Something every experienced sports bettor will inevitably ponder is whether or not bookmakers manage to accurately price all of their odds. After all, there’s such an enormous spectrum of events and markets — how can they possibly get it ‘right’ every time?
For popular events bookmakers have the knowledge, experience and means to competitively price their odds, while factoring in their profit margin. But for less popular events there’s less external sources of information to go by, and therefore a degree of speculation is required for setting the odds. This poses a risk that bookmakers are aware of, and attempt to mitigate.
In this article I give examples of situations where bookmakers might speculate with their pricing and explain how this impacts bettors.
When Do Sportsbooks Speculate?
The bookmakers aren’t as all-knowing as we’re lead to believe. They regularly take a speculative view on an event because they have no better option.

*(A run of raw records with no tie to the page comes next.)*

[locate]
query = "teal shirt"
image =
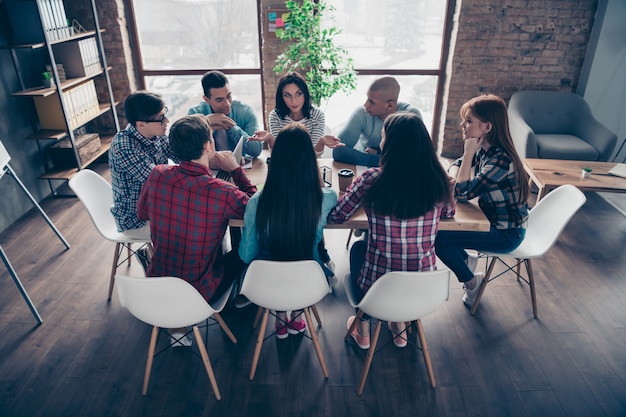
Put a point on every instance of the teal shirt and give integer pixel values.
(249, 247)
(245, 117)
(363, 131)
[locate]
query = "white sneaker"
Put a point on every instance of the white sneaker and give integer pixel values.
(180, 340)
(472, 261)
(470, 295)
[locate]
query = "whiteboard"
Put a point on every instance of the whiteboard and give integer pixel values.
(4, 159)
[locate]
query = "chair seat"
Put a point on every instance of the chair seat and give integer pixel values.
(553, 146)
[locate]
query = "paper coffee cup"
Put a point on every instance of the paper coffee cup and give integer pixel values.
(345, 178)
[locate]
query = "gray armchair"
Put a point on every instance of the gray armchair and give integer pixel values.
(554, 125)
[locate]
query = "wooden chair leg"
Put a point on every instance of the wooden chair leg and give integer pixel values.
(146, 377)
(317, 315)
(369, 357)
(116, 257)
(531, 283)
(316, 343)
(354, 323)
(150, 250)
(259, 311)
(426, 353)
(259, 343)
(483, 286)
(207, 362)
(218, 318)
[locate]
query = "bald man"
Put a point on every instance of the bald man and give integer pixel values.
(362, 132)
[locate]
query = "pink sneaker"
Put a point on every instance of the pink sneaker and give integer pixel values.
(363, 342)
(296, 326)
(281, 329)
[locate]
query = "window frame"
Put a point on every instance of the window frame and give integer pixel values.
(439, 72)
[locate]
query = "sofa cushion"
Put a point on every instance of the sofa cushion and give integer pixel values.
(565, 147)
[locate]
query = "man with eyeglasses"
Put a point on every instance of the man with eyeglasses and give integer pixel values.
(230, 119)
(135, 150)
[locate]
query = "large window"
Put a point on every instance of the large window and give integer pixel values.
(393, 37)
(180, 39)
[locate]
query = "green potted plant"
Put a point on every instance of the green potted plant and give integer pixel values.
(312, 52)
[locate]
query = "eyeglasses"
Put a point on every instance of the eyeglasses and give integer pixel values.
(288, 96)
(160, 119)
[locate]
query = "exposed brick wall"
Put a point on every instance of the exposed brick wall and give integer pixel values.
(115, 38)
(505, 46)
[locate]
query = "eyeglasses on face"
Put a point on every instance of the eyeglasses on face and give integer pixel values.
(160, 119)
(298, 94)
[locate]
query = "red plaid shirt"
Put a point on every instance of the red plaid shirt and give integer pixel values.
(189, 211)
(393, 244)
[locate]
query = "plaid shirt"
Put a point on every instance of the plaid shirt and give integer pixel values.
(188, 211)
(496, 186)
(393, 244)
(131, 158)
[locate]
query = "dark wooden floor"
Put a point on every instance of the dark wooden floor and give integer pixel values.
(88, 356)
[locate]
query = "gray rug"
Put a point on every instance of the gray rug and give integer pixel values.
(617, 200)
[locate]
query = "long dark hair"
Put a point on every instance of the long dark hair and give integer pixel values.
(412, 180)
(281, 106)
(291, 202)
(491, 108)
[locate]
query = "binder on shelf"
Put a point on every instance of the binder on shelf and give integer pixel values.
(78, 57)
(47, 18)
(58, 10)
(81, 105)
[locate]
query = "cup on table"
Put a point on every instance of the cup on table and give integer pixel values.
(327, 176)
(345, 179)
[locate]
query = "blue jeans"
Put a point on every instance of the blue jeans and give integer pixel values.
(450, 246)
(357, 258)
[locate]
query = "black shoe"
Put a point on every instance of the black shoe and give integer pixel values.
(142, 255)
(241, 301)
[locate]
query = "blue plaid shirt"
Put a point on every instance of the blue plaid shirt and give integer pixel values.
(131, 159)
(496, 186)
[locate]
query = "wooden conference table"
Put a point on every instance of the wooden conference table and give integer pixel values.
(468, 216)
(548, 174)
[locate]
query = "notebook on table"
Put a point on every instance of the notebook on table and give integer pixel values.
(618, 170)
(238, 152)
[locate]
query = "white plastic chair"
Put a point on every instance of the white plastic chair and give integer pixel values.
(285, 286)
(96, 195)
(169, 302)
(546, 221)
(400, 296)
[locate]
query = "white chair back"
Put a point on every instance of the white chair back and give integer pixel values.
(286, 285)
(406, 296)
(165, 302)
(96, 195)
(547, 220)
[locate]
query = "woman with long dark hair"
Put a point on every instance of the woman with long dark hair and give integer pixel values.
(491, 170)
(293, 105)
(285, 221)
(404, 199)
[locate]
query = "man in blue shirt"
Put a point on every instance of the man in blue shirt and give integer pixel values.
(135, 150)
(230, 119)
(362, 132)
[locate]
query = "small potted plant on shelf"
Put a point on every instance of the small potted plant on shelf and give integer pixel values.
(46, 79)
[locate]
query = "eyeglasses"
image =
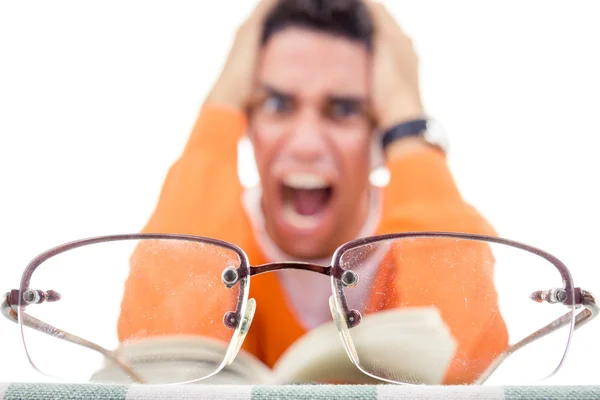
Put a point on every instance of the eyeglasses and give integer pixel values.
(424, 308)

But ultimately, they don’t need to know everything in order to make a profit.
Here’s cases where bookies might speculate with their odds.
Highly Niche Markets
Generally speaking, if sports bettors struggle to find useful information (historical data, news, analytics, insights etc) to support a specific bet, then bookmakers will also have difficulty pricing it.
This is most common for highly niche markets. For instance, the match odds market for fixtures in the Estonia U19 League.
To have an accurate view of an Estonian U19 fixture you’d need to actively follow the league or at least know of reliable sources of historical data. Some of this may not be available in languages native to a lot of bookmakers.
Theoretically the bookmaker could devote resources into research and data collection in order to accurately price niche odds. But some markets aren’t popular enough to warrant that much dedication or investment. So instead they choose to speculate, basing their view around what limited information they have to go by — but ensuring that a significant margin is factored into the odds.
Bookmakers are known to speculate on little-known competitors within a sport. For instance, an upcoming horse race might involve a little-known or out of form runner with no previous records (at least at this level) to go by. So how does the bookie go about pricing this horse?
The usual approach bookmakers take is to refer to the betting exchanges as a guide for where to set the odds. This means following the public opinion (which is remarkably accurate). But let’s say the public also knows very little about the horse either. Well, that’s only going to be reflected with very low liquidity — which wouldn’t give much confidence to the bookie.
So in this scenario the bookmaker has no choice but to speculate as to where the odds should be. If they take the view that this horse could be a “wild card” with the potential to cause an upset, then that would result in an extremely cagey, low-value price. On the other hand, the little-known runner might be viewed as having no chance which can results in a positive price inaccuracy that in-the-know bettors see as a value betting opportunity.
No Other Prices
The majority of (soft) bookmakers base their odds around the prices available at betting exchanges and other sharps — such as Pinnacle. However, the less popular an event is, the fewer trustworthy prices they’ll have to go by.
For example, if a bookmaker runs specials or unique markets, it’s unlikely other bookmakers or exchanges will have comparable markets that they can base their odds around. In this situation the bookmaker would have to research the potential outcomes in order to assign probabilities to them, and then convert them into odds. Thereafter, the public will shape the odds; extreme volumes on one outcome would suggest the value is too high, and therefore needs lowering. Low volume would suggest the outcome requires a price increase.
Provided the bookmaker can manage a balanced book with an overround, inaccuracies will not negatively impact profitability. Essentially bookies can get away with setting inaccurate prices and lacking knowledge, provided they manage their books.
Can I Capitalise On Speculative Prices?
As sports bettors we’re inclined to think that price inaccuracies means an opportunity to profit. But as speculative as some odds may be, they’re not always good to take.
Speculative odds are often underpriced. As I’ve mentioned in the previous section: if bookmakers have only little to go by when setting the odds, then they may err on the side of caution to avoid being exploited. This presents little or no opportunity to bettors.
Furthermore, speculative prices are likely to be capped at low stakes by the bookmaker, thereby limiting any potential profitability. And switching over to the betting exchange may not prove to be any more fruitful if the liquidity is low (or the market doesn’t exist to start with).
But there are potential upsides to targeting speculative odds.
Some of the most successful tipster services are known to specifically target early horse racing odds in order to capitalise on speculative odds posted by bookmakers the day before a race. Followers of such accounts snap up value and drive the odds into line as the race day approaches.
But even so, the same old problem remains: if you consistently bet on value, your accounts will eventually be limited. So targeting inaccurate odds while staying undetected is a whole other matter in itself.